Since their last visit to these shores Kitty, Daisy & Lewis have shifted away from the Honolulu rockabilly edge and moved to a jump-blues place where baby-faced brother Lewis really starts to shine. The gap-toothed young man has emerged as a subtle ringleader to this family act, orchestrating a hopping set that had a wistfully nostalgic crowd wiggling in their fishnets.
The Durham siblings, plus Mom and Pops, put on the kind of show that wouldn't seem out of place in a dusky back alley bar where everything is in black and white - the type of grimy juke joint you wanna keep a bit secret. Except in reality it's The Powerstation, and the talented trio has sold the place out. Again.
The youngsters take to their instruments like demons, slapping and beating the sound out of them.
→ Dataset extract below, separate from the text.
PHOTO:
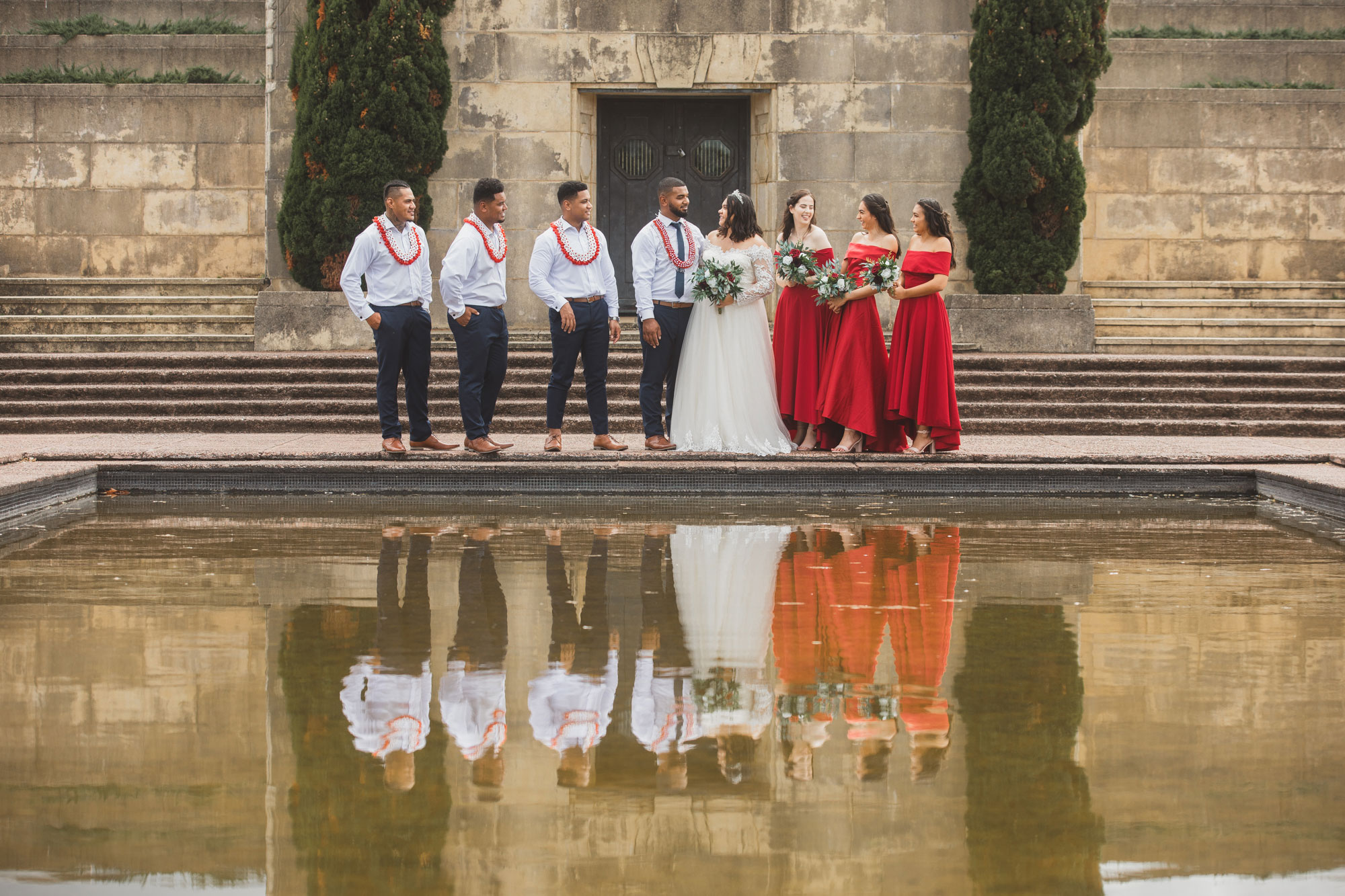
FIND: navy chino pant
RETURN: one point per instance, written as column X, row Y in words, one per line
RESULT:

Initially the arrangement consists of longhaired Kitty bashing at the keyboard upfront, while older sister Daisy, dressed in a devilish sailor suit, takes to the drums in a side-saddled fashion. Meanwhile, Lewis is crooning Don't Make a Fool Out of Me from downstage.
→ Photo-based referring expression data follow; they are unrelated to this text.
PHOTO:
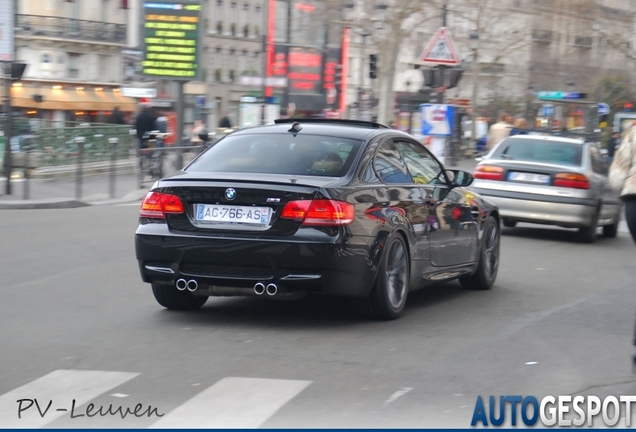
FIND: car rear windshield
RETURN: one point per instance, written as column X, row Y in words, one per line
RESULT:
column 314, row 155
column 551, row 152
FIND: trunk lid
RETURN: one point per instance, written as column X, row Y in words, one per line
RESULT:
column 225, row 204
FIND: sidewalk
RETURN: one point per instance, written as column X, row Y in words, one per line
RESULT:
column 56, row 187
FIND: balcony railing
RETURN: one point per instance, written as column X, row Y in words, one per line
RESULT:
column 69, row 28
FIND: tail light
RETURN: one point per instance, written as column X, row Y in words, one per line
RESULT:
column 157, row 205
column 571, row 180
column 488, row 172
column 320, row 212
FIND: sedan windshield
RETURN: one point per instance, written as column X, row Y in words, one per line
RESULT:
column 550, row 152
column 314, row 155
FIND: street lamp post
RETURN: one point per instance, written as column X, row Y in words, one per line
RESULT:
column 474, row 46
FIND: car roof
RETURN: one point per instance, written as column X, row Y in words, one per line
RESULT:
column 552, row 138
column 351, row 129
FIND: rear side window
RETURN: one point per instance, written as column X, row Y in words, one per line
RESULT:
column 552, row 152
column 312, row 155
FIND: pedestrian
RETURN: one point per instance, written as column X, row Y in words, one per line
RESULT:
column 198, row 130
column 225, row 122
column 622, row 178
column 116, row 117
column 612, row 143
column 519, row 126
column 144, row 123
column 498, row 131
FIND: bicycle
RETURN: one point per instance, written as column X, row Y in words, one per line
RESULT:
column 151, row 155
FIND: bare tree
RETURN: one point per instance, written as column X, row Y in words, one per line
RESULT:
column 495, row 30
column 391, row 24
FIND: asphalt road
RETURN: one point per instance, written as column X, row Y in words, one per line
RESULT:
column 78, row 323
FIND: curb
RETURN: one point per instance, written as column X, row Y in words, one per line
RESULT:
column 44, row 204
column 67, row 203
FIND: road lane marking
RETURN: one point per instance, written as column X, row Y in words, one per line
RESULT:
column 396, row 395
column 59, row 388
column 233, row 403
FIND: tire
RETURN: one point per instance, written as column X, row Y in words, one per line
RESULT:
column 588, row 233
column 509, row 223
column 486, row 274
column 170, row 297
column 610, row 231
column 391, row 287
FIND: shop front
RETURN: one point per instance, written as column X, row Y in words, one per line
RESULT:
column 80, row 104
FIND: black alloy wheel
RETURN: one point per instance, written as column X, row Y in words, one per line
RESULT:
column 486, row 274
column 388, row 298
column 170, row 297
column 509, row 223
column 588, row 233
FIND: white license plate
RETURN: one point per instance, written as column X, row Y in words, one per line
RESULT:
column 533, row 178
column 239, row 214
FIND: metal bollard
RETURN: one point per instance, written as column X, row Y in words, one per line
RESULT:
column 27, row 150
column 80, row 156
column 113, row 160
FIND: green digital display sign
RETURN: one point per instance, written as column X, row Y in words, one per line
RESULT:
column 171, row 39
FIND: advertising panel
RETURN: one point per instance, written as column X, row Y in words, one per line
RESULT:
column 171, row 39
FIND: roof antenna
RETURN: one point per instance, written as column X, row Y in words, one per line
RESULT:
column 296, row 127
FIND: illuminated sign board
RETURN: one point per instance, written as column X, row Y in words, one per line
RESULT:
column 7, row 12
column 304, row 70
column 561, row 95
column 171, row 39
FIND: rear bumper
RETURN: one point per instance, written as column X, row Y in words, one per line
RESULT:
column 524, row 207
column 337, row 269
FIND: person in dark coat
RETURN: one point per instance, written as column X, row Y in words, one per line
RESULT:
column 145, row 123
column 117, row 117
column 612, row 143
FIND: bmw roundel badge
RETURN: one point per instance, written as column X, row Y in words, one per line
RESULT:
column 230, row 194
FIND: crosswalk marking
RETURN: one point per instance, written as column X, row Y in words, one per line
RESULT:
column 234, row 403
column 55, row 393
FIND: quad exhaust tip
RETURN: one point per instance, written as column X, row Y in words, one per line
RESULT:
column 259, row 288
column 192, row 285
column 272, row 289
The next 90 minutes is mostly a blur. Somewhere in the middle their trumpet player Eddie 'Tan Tan' Thornton, an old kaleidoscope of a man, bursts in to blast out a few ska-esque numbers with the family.
The siblings move organically between old and new songs, and shift fluidly between different instruments. The only thing relatively stationary on the stage is the rhythm section, held by black double-bass slapping Ma Durham (Ingrid Weiss, formerly of The Raincoats) and their guitar-welding father Graeme. Their three tight-knit progeny not only switch between the more conventional band instruments of drum, guitar and keyboard, they introduce new sounds into the mix constantly, including banjo, accordion and harmonica. All executed without even a whiff of a setlist.